2. Include Business Stakeholders
Business owners play a vital role in your DR exercises, and you need to involve them from the start of the exercise until you have recovered all services. Business stakeholders should verify the successful recovery of services. This has the dual benefit of ensuring that you have properly recovered business processes with all of their critical components as well as ensuring that business stakeholders know what to expect in terms of recovery capabilities and performance at the recovery site during an actual declaration.
3. Rotate Staff Responsibilities
It's important that the person who wrote the DR plan is not the same person who executes the test, as it is unlikely that that individual would be available in a real disaster. Some companies Forrester interviewed went so far as to have employees with little specific knowledge of a system executing those tests, such as a system administrator running the database DR test. An important secondary benefit of a DR exercise is training; by assigning staff to take on new roles during exercises, you are essentially cross-training staff in different areas.
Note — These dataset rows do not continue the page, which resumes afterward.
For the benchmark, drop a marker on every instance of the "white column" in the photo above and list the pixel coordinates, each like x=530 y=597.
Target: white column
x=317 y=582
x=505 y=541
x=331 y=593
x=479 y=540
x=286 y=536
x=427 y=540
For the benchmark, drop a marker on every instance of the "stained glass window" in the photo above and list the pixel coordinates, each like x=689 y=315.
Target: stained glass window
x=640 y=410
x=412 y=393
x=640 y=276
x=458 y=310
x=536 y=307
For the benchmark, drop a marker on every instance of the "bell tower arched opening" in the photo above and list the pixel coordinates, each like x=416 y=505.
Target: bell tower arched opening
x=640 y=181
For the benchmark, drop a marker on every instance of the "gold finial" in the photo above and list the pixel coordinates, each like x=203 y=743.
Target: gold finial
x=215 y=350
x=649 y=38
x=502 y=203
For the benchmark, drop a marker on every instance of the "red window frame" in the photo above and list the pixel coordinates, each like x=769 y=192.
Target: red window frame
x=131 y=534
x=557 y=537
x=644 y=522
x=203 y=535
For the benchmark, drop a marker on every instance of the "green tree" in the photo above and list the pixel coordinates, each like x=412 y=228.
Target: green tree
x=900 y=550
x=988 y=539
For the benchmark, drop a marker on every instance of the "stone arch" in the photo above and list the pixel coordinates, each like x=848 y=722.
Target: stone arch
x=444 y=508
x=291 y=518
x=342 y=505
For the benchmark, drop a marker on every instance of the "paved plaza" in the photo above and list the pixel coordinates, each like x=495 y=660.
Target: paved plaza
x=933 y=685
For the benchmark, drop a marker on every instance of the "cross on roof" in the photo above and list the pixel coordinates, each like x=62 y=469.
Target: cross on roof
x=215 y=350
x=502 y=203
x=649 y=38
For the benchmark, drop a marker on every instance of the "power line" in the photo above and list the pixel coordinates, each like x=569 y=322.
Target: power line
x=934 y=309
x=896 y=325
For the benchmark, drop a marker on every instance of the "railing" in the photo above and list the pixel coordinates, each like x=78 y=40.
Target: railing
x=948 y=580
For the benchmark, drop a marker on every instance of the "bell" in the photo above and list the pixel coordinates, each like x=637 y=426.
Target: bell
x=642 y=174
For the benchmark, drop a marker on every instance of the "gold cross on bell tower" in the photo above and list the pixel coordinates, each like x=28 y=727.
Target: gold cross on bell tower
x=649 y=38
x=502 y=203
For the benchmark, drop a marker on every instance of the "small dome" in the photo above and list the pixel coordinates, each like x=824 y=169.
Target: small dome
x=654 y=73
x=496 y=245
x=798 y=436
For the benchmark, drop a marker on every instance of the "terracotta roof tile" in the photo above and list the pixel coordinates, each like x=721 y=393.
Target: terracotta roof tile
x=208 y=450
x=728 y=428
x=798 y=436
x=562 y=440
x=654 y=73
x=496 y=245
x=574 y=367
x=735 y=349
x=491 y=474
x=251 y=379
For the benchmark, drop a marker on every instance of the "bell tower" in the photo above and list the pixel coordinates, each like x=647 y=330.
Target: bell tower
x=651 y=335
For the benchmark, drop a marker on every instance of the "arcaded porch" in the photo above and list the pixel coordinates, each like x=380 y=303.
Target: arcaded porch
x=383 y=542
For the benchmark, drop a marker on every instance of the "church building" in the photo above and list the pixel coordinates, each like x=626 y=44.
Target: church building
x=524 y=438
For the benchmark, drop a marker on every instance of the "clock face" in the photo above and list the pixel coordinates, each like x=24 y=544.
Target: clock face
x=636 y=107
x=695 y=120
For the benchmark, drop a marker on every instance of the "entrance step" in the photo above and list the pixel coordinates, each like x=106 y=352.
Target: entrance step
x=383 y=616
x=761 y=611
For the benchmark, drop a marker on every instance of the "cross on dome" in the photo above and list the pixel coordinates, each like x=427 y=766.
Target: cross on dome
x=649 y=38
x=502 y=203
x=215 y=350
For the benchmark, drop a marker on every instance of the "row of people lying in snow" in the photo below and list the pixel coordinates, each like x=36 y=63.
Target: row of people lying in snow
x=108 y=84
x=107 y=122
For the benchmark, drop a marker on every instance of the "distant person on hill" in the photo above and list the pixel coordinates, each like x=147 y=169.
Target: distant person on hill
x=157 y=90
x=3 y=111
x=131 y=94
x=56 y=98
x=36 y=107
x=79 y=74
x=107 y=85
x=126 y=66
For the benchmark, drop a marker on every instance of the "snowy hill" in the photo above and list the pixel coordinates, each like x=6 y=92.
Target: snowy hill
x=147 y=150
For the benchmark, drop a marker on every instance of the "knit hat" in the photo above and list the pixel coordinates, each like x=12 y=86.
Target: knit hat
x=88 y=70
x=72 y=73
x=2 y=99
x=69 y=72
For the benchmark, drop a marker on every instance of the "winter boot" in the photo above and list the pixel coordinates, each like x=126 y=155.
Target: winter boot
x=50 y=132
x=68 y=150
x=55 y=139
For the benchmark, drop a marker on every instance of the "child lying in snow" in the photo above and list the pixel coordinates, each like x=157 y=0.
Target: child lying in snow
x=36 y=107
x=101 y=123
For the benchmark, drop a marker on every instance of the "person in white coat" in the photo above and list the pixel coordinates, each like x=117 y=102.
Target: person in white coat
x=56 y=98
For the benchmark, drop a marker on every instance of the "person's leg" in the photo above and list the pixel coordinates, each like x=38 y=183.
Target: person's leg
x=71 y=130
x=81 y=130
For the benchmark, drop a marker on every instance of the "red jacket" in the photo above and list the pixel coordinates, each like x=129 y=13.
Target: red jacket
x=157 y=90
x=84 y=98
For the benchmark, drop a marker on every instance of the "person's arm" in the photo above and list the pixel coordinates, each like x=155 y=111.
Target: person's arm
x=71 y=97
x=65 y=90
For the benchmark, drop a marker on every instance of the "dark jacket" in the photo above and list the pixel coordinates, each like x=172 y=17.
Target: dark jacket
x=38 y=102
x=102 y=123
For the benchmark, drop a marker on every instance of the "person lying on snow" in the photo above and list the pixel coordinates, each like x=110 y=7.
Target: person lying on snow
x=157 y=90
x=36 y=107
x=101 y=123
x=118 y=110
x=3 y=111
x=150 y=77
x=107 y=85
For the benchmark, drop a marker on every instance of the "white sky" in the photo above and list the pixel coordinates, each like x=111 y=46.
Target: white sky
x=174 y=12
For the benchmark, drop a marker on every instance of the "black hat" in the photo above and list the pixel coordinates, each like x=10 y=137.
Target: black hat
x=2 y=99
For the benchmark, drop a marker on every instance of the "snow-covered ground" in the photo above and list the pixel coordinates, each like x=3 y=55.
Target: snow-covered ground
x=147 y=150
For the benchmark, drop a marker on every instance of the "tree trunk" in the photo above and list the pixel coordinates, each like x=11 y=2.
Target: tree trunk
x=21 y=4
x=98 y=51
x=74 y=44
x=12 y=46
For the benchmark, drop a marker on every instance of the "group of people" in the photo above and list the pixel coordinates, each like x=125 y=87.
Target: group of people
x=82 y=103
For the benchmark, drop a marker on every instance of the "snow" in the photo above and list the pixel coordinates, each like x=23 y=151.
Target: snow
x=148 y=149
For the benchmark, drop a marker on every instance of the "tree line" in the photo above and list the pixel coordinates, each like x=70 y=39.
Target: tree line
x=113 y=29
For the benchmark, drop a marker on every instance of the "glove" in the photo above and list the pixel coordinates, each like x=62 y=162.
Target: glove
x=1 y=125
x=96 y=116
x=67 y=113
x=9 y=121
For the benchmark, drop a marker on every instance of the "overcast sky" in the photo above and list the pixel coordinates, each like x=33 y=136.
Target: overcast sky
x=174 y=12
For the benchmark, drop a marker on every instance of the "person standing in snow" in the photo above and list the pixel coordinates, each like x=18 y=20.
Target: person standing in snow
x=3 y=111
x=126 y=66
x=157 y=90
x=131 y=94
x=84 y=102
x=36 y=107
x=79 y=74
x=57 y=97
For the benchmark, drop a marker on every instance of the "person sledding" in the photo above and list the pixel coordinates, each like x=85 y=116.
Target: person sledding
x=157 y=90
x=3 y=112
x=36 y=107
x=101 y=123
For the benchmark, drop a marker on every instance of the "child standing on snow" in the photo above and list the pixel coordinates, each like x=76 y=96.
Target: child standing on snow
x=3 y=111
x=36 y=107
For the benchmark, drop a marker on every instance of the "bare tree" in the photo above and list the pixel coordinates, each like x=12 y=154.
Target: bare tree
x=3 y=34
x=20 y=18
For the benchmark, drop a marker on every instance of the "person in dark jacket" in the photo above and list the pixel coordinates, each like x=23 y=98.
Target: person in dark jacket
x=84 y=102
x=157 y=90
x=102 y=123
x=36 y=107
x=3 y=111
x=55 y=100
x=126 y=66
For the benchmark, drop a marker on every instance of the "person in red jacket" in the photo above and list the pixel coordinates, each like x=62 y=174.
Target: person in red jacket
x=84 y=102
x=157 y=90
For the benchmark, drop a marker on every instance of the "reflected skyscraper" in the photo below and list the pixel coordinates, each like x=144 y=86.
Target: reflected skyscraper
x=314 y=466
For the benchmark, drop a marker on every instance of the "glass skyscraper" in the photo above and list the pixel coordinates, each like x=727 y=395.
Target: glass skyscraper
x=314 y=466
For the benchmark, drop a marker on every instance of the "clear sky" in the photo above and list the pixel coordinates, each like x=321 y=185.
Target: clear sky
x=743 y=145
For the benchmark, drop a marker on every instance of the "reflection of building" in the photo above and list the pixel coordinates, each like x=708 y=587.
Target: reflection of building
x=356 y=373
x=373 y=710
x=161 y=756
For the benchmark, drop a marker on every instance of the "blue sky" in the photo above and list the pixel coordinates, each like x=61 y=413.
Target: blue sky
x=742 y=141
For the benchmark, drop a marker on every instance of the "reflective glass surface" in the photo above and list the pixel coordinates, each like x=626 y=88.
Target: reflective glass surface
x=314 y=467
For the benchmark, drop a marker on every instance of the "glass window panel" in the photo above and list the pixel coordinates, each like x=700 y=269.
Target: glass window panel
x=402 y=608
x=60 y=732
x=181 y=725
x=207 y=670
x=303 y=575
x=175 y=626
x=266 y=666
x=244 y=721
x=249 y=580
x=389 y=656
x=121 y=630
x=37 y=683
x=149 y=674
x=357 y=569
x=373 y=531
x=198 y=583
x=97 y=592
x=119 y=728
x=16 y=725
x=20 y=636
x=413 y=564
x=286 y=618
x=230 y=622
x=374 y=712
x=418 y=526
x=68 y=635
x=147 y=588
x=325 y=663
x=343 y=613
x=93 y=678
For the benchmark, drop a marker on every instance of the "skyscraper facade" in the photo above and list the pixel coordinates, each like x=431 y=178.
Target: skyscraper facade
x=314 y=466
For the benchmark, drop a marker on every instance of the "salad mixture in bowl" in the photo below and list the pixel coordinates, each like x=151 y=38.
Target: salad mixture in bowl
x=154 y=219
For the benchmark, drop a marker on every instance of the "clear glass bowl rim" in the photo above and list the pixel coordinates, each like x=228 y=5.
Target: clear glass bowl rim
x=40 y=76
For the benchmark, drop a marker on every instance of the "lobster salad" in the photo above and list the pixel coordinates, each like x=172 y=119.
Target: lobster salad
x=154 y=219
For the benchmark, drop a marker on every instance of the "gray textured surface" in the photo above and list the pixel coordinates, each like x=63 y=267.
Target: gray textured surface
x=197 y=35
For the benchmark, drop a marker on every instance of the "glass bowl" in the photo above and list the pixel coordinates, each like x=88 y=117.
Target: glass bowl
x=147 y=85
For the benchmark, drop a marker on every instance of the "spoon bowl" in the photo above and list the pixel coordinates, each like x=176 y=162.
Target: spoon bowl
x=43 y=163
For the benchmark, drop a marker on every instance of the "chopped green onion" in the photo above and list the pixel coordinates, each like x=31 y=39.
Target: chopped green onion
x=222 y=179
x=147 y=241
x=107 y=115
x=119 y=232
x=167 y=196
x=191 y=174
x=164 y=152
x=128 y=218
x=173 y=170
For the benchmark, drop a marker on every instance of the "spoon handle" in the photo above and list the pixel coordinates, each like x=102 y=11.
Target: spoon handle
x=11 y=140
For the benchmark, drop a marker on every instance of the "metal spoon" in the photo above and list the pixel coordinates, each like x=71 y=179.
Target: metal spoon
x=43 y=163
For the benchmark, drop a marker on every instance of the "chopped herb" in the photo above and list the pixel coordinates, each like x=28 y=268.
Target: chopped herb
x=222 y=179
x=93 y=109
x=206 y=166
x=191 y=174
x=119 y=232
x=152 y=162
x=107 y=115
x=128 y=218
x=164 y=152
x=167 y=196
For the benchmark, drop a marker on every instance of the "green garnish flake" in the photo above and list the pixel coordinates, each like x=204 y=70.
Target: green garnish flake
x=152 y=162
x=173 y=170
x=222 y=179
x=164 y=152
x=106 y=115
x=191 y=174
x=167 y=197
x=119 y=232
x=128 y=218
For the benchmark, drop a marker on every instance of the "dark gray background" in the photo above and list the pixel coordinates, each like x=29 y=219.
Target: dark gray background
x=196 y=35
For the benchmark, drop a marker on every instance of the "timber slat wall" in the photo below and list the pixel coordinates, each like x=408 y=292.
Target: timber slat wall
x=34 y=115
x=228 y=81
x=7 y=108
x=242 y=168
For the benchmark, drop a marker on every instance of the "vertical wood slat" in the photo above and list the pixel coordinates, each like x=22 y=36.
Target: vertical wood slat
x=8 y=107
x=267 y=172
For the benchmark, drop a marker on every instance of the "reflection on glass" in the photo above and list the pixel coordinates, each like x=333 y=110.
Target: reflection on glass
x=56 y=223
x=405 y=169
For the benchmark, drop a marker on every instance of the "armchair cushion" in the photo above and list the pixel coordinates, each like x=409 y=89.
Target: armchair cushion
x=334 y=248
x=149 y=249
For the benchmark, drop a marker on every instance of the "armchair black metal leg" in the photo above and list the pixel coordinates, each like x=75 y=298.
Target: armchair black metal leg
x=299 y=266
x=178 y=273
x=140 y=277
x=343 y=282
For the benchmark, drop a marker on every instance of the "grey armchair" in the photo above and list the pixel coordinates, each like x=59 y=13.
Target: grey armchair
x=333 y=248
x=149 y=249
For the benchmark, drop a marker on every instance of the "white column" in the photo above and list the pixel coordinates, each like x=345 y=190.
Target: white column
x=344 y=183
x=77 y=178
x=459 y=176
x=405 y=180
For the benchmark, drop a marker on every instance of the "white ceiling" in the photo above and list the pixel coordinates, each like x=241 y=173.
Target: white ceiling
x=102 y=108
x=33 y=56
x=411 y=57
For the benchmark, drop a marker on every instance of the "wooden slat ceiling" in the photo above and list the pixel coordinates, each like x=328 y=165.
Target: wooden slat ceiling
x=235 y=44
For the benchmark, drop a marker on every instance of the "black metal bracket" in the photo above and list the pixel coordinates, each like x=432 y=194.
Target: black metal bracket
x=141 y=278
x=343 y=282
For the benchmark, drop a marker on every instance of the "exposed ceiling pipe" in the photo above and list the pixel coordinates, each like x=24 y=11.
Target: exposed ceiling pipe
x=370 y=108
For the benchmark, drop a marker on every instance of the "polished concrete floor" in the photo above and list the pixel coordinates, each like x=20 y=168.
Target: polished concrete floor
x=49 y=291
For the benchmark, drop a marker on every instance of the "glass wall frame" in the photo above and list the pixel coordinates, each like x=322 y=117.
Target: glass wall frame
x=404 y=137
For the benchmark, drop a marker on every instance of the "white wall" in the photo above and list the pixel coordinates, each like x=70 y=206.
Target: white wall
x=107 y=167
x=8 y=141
4. Develop Specific Risk Scenarios For Your Exercises
Many enterprises conduct their DR exercises without specific scenarios; they tell the response team to assume the data center is "a smoking hole." It is important, however, to define specific risk scenarios even for DR testing for two main reasons: 1) It provides a more realistic situation for the response team to react to, and 2) different scenarios require different actions from the IT staff. For example, the DR plan for a short outage at the primary data center that only requires resuming operations would be different from a long-term outage that requires failover (and eventually failback), which in turn would be different from scenarios where only portions of the IT infrastructure were down.